Of the 210 students enrolled at Kirton Point Primary School in Port Lincoln, SA, a large percentage identify as Aboriginal.
Both English and Barngala are spoken in the community of approximately 15,000, where few family homes have easy access to books and other literacy materials.
Deputy Principal Andrew Williams has been ordering books from ILF’s Book Supply program for the past two years, after hearing about the work of our Foundation via a FaceBook post from another school.
“Initially, the books were meant to go to homes, as we thought kids would be in lockdown due to COVID-19,” he explains, “but conditions have been pretty good in SA and we haven’t needed to go into lockdown.”
Instead, wanting to make sure the students could always have books around them, not just at school, the teachers “mainly used the first set of books to develop class libraries in every classroom.”
“The kids can take the books home and access the quality literature any time during the day. This certainly helped with enthusiasm, and with kids wanting to read,” he says.
In 2021, Andrew’s focus has been on getting books into homes on a more ongoing basis.
“It’s a challenge for many families to have books at home,” he says, explaining the kids are encouraged to select some books which they can take home and keep, thereby “making sure literacy is both a home and school thing.”
Andrew says the students at Kirton Point love the books from both the Books 4 Kids and Books 4 Big Kids lists. And they have especially enjoyed the range of books with cultural content as well as the non-fiction titles, picture books and novels.
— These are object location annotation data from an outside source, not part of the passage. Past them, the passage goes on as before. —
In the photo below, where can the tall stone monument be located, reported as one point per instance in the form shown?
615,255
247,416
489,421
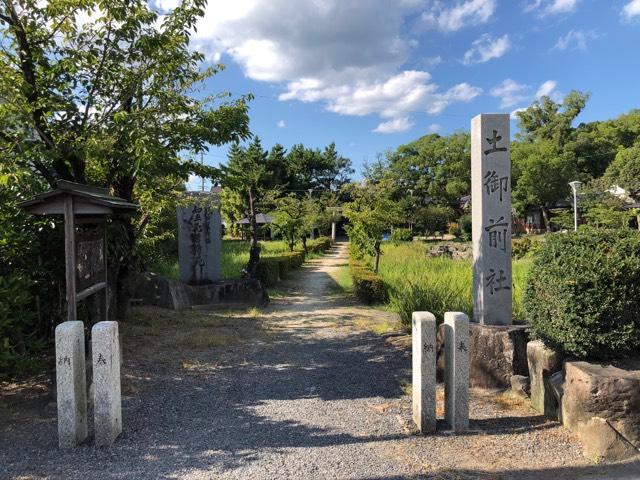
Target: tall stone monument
491,217
199,243
71,384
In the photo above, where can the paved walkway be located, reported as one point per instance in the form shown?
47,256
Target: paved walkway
298,390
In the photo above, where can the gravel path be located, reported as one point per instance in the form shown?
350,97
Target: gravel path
299,390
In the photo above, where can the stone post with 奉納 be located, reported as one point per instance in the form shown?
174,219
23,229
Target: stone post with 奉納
71,384
424,370
456,371
106,379
491,218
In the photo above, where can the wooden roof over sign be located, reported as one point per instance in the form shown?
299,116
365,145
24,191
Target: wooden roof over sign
87,200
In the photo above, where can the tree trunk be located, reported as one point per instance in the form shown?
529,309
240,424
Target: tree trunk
545,215
254,250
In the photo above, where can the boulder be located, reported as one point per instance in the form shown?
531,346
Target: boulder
602,443
520,386
543,362
496,354
610,393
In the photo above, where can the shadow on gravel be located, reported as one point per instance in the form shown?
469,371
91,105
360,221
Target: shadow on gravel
621,471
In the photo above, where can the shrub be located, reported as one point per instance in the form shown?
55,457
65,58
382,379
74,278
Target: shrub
583,293
401,235
368,287
319,245
268,271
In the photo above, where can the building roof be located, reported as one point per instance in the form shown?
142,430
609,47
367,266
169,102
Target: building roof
89,200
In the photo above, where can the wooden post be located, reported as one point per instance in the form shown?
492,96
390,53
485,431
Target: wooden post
70,256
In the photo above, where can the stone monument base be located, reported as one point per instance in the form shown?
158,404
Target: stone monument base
152,289
496,354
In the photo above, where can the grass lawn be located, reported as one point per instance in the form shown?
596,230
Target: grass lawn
417,282
235,255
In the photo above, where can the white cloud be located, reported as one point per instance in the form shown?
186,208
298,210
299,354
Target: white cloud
487,48
463,14
397,125
409,91
510,93
346,54
575,40
552,7
631,10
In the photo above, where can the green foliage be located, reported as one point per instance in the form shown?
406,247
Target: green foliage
371,213
466,225
583,293
624,171
273,269
434,218
401,235
319,245
367,285
523,247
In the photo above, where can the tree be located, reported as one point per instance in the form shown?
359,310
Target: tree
247,176
371,213
290,216
541,174
107,101
434,218
624,171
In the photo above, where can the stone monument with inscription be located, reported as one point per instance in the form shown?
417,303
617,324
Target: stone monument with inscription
456,370
71,384
491,217
424,371
199,243
107,403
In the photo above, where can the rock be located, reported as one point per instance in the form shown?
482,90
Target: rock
543,362
496,354
608,392
602,443
520,386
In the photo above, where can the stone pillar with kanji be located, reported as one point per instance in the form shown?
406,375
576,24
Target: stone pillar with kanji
491,218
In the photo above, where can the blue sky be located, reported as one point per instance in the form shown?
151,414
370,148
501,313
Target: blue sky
374,74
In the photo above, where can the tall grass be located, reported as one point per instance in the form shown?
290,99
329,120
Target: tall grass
417,282
235,255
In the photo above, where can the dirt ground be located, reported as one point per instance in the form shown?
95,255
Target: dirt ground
312,386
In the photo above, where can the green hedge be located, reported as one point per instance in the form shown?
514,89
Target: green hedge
368,287
319,245
273,269
583,293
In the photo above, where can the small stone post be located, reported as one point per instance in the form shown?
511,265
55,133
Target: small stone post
456,370
106,379
424,370
71,384
491,219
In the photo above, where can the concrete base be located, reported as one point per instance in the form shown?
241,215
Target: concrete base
497,353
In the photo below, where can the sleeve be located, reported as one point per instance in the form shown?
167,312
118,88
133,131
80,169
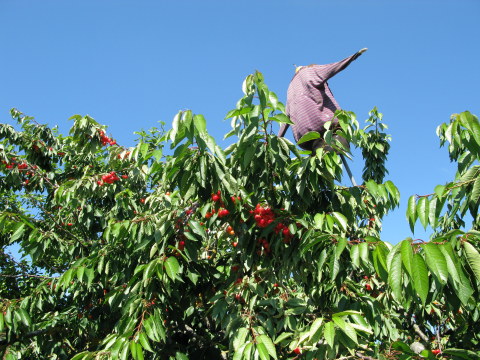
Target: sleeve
283,130
325,72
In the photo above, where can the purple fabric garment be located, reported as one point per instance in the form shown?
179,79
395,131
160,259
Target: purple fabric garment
310,102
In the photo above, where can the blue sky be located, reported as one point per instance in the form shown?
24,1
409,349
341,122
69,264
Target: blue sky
130,64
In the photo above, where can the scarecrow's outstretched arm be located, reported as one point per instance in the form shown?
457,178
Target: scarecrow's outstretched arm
327,71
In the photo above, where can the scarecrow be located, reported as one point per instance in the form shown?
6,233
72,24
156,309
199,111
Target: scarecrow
310,102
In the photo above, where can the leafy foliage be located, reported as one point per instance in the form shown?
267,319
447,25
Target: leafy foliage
253,251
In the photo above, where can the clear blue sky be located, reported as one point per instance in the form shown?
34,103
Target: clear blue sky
130,64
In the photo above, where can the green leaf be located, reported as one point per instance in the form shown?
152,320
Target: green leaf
412,212
144,341
355,255
346,328
473,258
180,356
395,277
18,232
420,277
329,333
471,123
464,354
238,354
136,350
407,256
262,351
239,338
436,262
282,118
340,246
282,337
422,210
264,339
312,135
475,193
26,320
172,267
314,332
200,123
90,275
341,220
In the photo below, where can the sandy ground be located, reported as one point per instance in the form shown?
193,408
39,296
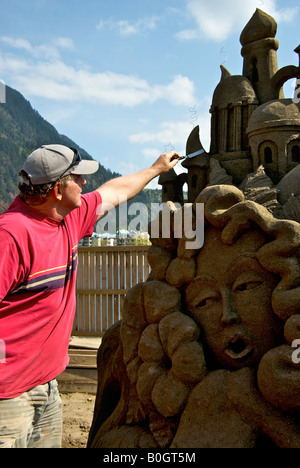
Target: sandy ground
78,410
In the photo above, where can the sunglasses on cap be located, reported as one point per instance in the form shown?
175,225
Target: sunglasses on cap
75,161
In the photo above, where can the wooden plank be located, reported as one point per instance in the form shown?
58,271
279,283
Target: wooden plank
104,276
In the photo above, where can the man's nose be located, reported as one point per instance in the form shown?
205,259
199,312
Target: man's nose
82,181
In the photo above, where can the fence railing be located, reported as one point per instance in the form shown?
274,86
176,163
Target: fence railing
104,276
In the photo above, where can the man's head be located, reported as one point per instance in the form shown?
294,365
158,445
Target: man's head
47,166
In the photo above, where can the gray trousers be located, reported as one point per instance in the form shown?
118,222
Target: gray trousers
32,420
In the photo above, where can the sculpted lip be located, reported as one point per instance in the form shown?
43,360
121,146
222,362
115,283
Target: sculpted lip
239,348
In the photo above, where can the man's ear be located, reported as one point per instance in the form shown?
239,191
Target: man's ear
57,191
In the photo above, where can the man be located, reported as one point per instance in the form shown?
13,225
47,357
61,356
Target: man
39,235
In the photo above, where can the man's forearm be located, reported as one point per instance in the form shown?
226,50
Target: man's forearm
120,189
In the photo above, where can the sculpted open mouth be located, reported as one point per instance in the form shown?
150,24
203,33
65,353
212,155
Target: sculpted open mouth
239,348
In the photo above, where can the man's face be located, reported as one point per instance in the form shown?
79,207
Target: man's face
230,299
71,192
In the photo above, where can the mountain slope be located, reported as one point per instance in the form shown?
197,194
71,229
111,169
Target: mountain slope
22,130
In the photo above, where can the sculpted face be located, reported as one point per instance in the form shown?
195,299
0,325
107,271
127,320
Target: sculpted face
230,299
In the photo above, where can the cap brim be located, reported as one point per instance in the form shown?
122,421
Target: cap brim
85,167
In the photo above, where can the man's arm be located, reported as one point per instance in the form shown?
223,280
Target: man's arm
121,189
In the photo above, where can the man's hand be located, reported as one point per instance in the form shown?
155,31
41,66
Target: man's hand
166,162
117,190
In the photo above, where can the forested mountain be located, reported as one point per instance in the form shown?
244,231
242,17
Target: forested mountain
22,130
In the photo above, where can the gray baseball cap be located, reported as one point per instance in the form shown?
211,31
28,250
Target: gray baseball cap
50,163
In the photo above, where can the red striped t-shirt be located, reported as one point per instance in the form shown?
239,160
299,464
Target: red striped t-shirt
38,264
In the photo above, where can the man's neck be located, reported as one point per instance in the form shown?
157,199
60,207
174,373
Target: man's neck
53,211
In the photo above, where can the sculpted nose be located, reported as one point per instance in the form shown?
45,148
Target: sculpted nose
229,313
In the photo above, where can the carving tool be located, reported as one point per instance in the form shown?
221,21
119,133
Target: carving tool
192,155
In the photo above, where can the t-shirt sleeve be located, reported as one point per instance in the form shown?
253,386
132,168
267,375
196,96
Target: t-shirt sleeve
86,216
11,264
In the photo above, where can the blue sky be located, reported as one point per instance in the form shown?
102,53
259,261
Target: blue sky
129,79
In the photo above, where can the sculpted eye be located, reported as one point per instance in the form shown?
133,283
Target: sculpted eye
206,301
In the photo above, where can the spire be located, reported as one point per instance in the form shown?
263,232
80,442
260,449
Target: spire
260,26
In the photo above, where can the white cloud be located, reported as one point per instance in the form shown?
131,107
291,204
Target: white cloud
44,51
44,74
173,135
216,19
127,28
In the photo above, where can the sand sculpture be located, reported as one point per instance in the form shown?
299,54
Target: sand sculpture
205,354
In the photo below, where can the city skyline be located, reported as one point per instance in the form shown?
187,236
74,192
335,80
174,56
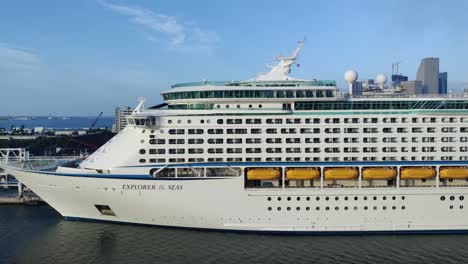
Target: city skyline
87,57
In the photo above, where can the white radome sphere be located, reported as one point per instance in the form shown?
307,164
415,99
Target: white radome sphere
381,78
351,76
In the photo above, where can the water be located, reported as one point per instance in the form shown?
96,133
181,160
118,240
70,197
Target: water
68,123
37,234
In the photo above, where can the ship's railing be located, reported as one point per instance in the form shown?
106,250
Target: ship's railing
40,163
428,96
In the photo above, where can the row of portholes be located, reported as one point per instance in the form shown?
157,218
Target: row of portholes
238,106
346,198
461,198
346,208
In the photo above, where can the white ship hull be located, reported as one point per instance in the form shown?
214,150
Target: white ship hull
224,204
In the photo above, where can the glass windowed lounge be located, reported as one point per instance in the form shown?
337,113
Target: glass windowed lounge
382,105
329,93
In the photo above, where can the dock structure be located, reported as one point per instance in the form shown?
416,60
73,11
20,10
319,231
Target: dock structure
21,156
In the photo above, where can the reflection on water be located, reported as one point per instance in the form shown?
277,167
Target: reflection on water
39,235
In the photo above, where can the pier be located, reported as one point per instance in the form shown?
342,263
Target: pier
8,182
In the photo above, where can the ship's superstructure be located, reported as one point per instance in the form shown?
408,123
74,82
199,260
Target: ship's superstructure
275,153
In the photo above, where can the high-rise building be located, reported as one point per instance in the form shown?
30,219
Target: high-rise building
428,74
443,83
120,120
412,87
398,78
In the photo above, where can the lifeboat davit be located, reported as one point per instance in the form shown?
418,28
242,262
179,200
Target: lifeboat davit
376,173
417,173
340,173
453,172
302,173
263,174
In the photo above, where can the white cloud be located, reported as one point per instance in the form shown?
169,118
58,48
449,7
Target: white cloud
180,35
15,58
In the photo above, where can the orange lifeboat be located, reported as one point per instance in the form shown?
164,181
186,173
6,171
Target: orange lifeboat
302,173
263,174
340,173
453,172
417,173
378,173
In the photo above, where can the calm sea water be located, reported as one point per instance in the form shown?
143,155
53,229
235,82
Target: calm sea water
69,123
37,234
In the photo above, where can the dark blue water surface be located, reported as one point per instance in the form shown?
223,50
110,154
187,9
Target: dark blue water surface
68,123
37,234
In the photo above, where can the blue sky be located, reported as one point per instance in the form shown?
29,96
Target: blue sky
84,57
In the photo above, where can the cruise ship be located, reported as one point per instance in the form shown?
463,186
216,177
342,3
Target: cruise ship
275,154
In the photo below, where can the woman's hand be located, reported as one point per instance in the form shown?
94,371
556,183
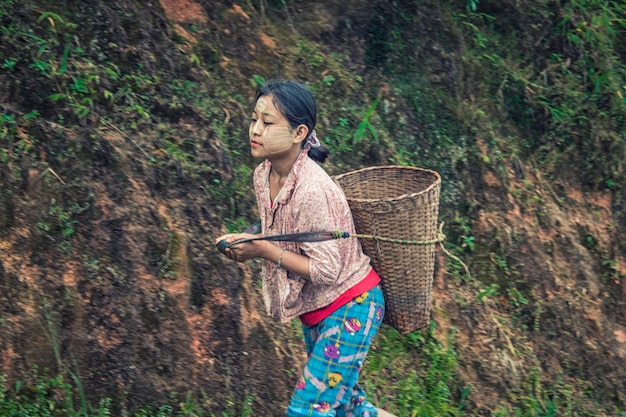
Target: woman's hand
243,251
“We do Buddy Reading every morning, where older students read to younger students. The books that the ILF has supplied are the first books they reach for. Our kids love the brand new books. They are stoked! Some of them will look through a book just because it is new. Exposure to different styles of literacy is promoted this way.”
Andrew tells us that with ever-tighter budgets, the replacement of books in school libraries tends to get “bumped down the priority list at times,” so Kirton Point Primary is “very thankful for the books.”
“It’s a great range, and the kids love non-fiction, which is important too. The books are very well used.”